Still and clear, -10° C. Uncommon cold. Even the heated pathways are dotted with round lenses of ice. Facing Vífilsfell from in front of the main University building (usually the apparent source of all wind but today weirdly becalmed), a rising column of steam is visible in the distance, over the hill, past what used to be marshland, on the far side of Hellisheiði.
Sometimes the visibility here is shockingly good. Gott skyggni. Esja towers over the downtown, despite the intervening old harbor between. Things in the far distance hang just beyond the fingertips. Snæfellsjökull glitters too near. Bessastaðir and Keilir poise themselves to rush down Suðurgata at the careless driver. Every lava outcropping and tussock on Suðurnes imposes itself on the eye.
Other times I am grateful for the suffocating fog, and sometimes when that insulation lacks I wish I could hire Georg Guðni to work his magic on the landscape just for me, dull the sharp edge of sight so that it does not cut so readily or deep.

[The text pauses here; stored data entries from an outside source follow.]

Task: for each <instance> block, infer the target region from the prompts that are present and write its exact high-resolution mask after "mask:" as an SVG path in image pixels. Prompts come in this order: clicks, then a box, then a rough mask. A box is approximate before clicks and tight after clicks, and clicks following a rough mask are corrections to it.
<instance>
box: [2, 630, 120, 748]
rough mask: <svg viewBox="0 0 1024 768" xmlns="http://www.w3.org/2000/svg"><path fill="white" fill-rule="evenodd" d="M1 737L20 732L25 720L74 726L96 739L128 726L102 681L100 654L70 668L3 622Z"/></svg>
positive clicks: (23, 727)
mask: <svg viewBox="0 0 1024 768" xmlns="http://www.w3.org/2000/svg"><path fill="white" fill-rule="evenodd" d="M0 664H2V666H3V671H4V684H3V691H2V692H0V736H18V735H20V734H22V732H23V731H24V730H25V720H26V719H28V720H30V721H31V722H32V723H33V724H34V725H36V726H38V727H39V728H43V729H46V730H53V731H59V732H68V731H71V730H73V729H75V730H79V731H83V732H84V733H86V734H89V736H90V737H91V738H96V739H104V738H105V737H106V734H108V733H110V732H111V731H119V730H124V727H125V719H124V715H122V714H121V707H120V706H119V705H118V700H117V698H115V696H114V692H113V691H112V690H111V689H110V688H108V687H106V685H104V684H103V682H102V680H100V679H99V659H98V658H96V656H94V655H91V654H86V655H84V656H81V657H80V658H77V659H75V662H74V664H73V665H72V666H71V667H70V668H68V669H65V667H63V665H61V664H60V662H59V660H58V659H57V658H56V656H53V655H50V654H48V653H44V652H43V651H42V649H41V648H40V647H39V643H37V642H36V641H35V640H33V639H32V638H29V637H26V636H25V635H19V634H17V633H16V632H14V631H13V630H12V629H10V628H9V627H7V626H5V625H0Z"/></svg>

Skyggni is not an unmitigated good, and some days I would prefer my skyggni mitigated.
I heard once of a seer, a woman who was skyggn and saw things other people did not, who didn't care much for parties. In a crowd, she could not tell the living from the dead or earthly men from hidden folk and so greeted everyone. This was both distressing to the host and other guests and taxing for her, and so she avoided social events.
I think of her on painfully clear days, when distant things crowd the mind's eye.